Cantil-Sakuye also cited her displeasure with the direction of the GOP in her home state of California. "I felt compelled to make a choice now. It better suits what I do and how I approach issues," Cantil-Sakauye said, according to NBC News.

California's state supreme court chief justice is only the latest high-profile Republican to renounce their party membership — from former Florida representative and now talkshow host Joe Scarborough to conservative writer Max Boot.

Cantil-Sakuye said she had been considering leaving the party for two years. "I've been a Republican since I was 18. And I never really gave it a great deal of thought, because always there has been a give and take on both sides," Cantil-Sakuye told The Washington Post. "Nothing beyond the normal give and take of the heat of politics."

She saw "a certain amount of polarization [in politics] that doesn't reflect who I am as a person and the values I have as a person," Cantil-Sakuye told The Washington Post.

The confirmation of Kavanaugh to the Supreme Court came after an accusation by Christine Blasey Ford that she was assaulted by Kavanaugh when they were both teenagers.
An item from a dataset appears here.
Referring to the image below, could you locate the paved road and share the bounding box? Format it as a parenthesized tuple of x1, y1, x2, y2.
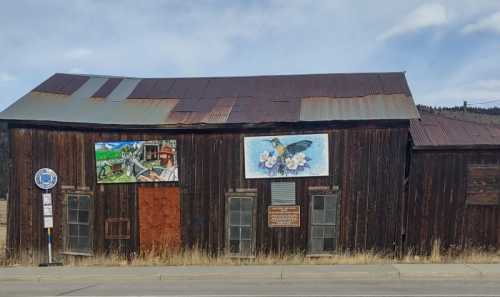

Kavanaugh denied her accusation in statement to The Washington Post and in his testimony to the Senate Judiciary Committee. The Associated Press reported that at least 20.4 million people watched the Kavanaugh hearing on ABC, CBS, NBC, CNN, Fox News Channel, and MSNBC, but that total didn't include viewers on PBS, C-SPAN and the Fox Business Network. Cantil-Sakuye was one of those viewers.

"I saw the hearings not as a chief justice, but I saw it as a mother of two young women. And I was greatly disturbed by the process," Cantil-Sakauye told The Washington Post. "It was partisan. It was the tone. It was hiring a woman to place questions to another woman. It was the atmosphere, the timing."

She told the newspaper that she changed her party registration the night of the hearing and also updated her official online bio. "In the 28 years that I've been on the bench, my party has been referred to but it’s never been a factor," she told the Post. "I had completely forgotten about it."